Alguém quer uma crise?
Esta pandemia deve ser aproveitada para se fazer o que tem de ser feito, sem cedência a facilidades e pressões e aproveitando criteriosamente cada cêntimo das subvenções europeias. Fazer as reformas e os investimentos que o interesse nacional reclama e que as conjunturas obrigaram a adiar. Diz-nos a história que as guerras e as crises podem acelerar mudanças e progressos. Na II Guerra Mundial, as mulheres foram obrigadas a substituir os homens no mercado de trabalho. Substituição provisória que se tornou definitiva, porque, acabada a guerra, as mulheres não aceitaram regressar ao antigo gineceu. Na crise de 1929, a necessidade de partilhar o trabalho para reduzir o desemprego ditou o fim da semana laboral de seis dias.
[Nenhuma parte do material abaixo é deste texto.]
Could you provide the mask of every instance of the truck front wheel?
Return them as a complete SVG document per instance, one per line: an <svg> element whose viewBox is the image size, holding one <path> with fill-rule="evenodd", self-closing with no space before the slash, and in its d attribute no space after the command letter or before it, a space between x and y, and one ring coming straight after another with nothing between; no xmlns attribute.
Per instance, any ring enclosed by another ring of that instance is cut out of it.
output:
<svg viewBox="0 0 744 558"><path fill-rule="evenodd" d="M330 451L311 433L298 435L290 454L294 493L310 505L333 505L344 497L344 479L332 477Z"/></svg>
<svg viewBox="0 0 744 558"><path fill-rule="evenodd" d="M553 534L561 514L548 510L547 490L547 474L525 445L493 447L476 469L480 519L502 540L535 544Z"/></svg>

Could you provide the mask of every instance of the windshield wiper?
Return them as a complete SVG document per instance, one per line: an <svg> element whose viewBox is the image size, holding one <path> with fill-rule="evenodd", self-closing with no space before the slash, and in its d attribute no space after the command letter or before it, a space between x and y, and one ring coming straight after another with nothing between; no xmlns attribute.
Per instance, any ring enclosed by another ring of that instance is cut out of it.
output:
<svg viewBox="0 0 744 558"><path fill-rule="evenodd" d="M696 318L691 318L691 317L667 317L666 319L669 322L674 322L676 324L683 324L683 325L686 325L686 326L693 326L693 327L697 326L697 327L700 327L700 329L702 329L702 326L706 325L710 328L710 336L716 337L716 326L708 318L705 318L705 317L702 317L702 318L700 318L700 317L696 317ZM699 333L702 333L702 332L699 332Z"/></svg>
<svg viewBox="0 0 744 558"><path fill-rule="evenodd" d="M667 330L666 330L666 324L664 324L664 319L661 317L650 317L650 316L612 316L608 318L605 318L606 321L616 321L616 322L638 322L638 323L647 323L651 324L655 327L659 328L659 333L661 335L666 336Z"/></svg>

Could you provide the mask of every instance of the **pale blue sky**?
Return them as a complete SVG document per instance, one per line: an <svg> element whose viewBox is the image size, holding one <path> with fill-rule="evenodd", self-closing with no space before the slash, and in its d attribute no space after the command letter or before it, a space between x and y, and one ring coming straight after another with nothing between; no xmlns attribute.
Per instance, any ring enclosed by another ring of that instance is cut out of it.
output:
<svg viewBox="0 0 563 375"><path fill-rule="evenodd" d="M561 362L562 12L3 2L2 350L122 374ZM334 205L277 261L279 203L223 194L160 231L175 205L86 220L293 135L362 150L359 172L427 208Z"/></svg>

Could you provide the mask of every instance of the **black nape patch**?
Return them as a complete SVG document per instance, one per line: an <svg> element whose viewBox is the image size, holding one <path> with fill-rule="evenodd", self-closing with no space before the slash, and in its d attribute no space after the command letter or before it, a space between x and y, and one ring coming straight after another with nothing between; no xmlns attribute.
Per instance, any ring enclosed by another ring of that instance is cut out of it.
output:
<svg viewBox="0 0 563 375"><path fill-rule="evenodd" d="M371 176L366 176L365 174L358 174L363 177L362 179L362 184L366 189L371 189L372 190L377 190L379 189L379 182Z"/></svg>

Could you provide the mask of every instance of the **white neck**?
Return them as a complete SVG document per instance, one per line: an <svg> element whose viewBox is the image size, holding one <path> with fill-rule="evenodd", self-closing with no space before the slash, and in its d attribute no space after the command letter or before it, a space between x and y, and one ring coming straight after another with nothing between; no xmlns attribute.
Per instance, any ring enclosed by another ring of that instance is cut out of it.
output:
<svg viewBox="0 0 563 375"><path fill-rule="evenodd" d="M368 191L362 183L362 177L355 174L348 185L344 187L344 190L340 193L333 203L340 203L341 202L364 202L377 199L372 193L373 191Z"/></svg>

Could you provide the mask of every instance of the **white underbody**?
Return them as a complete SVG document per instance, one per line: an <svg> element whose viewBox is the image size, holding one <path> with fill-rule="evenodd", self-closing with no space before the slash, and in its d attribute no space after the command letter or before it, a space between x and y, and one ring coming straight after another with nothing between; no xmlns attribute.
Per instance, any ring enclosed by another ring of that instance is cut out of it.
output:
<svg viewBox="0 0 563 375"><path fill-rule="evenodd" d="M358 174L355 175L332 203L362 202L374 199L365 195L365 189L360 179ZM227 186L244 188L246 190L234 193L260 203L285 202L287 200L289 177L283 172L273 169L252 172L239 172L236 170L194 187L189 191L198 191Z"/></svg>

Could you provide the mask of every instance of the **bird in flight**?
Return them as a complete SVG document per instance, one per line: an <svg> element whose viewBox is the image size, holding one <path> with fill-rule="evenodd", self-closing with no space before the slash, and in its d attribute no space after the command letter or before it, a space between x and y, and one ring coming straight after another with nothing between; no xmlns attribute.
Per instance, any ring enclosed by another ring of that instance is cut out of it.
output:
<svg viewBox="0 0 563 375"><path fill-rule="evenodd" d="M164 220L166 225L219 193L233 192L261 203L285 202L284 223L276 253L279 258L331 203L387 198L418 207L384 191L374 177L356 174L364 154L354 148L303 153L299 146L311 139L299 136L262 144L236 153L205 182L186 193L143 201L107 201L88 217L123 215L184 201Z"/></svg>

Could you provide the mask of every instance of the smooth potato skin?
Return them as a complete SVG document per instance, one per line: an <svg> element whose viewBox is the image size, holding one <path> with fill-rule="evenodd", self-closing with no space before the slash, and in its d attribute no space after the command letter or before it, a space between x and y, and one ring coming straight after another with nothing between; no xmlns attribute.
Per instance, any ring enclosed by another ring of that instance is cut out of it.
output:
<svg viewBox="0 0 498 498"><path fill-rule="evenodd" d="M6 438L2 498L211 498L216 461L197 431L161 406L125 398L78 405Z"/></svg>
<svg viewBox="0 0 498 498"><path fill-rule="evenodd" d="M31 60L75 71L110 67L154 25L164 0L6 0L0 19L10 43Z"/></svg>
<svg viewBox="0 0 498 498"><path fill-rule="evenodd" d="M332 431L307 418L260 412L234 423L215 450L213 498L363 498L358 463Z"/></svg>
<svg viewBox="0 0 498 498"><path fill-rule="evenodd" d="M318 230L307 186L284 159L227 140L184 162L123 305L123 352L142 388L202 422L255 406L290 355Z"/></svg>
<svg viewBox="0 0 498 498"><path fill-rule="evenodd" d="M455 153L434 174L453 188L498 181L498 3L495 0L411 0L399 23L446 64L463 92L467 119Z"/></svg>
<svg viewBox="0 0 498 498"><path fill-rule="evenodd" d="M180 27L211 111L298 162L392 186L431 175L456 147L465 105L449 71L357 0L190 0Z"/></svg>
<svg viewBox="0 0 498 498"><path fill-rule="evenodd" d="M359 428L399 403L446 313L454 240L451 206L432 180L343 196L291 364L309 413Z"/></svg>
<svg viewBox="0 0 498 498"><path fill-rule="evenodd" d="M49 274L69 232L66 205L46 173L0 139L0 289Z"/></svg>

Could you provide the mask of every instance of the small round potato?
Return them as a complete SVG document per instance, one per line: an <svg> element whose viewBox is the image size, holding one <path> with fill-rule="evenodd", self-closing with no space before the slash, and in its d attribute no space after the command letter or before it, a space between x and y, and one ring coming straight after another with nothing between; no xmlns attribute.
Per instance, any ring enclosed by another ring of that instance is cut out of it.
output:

Daqui a trinta anos, como vamos olhar para o ano de 2020? Que grandes alterações vão resultar da pandemia? Já antes da pandemia, o Governo se tinha comprometido com a descarbonização do país até 2050. Jeremy Rifkin (que tive o privilégio de ouvir teorizar sobre “a terceira revolução industrial”), prevendo que, em 2028, petróleo, gás e carvão terão sido substituídos pela energia solar e eólica, defende a convergência entre a energia verde e as tecnologias digitais. Também Mariana Mazzucato propõe uma economia centrada na estratégia do New Deal ecológico, que consiste em reduzir as emissões de carbono e, ao mesmo tempo, investir na formação dos trabalhadores para se adaptarem às novas tecnologias. Ideias e objetivos incluídos nos documentos de recuperação económica apresentados pelo Governo e que já constavam no programa eleitoral do PS sufragado pelos eleitores, cujos quatro pilares – alterações climáticas, demografia, desigualdades e sociedade digital – se revelaram decisivos em tempo de pandemia e determinantes para o futuro.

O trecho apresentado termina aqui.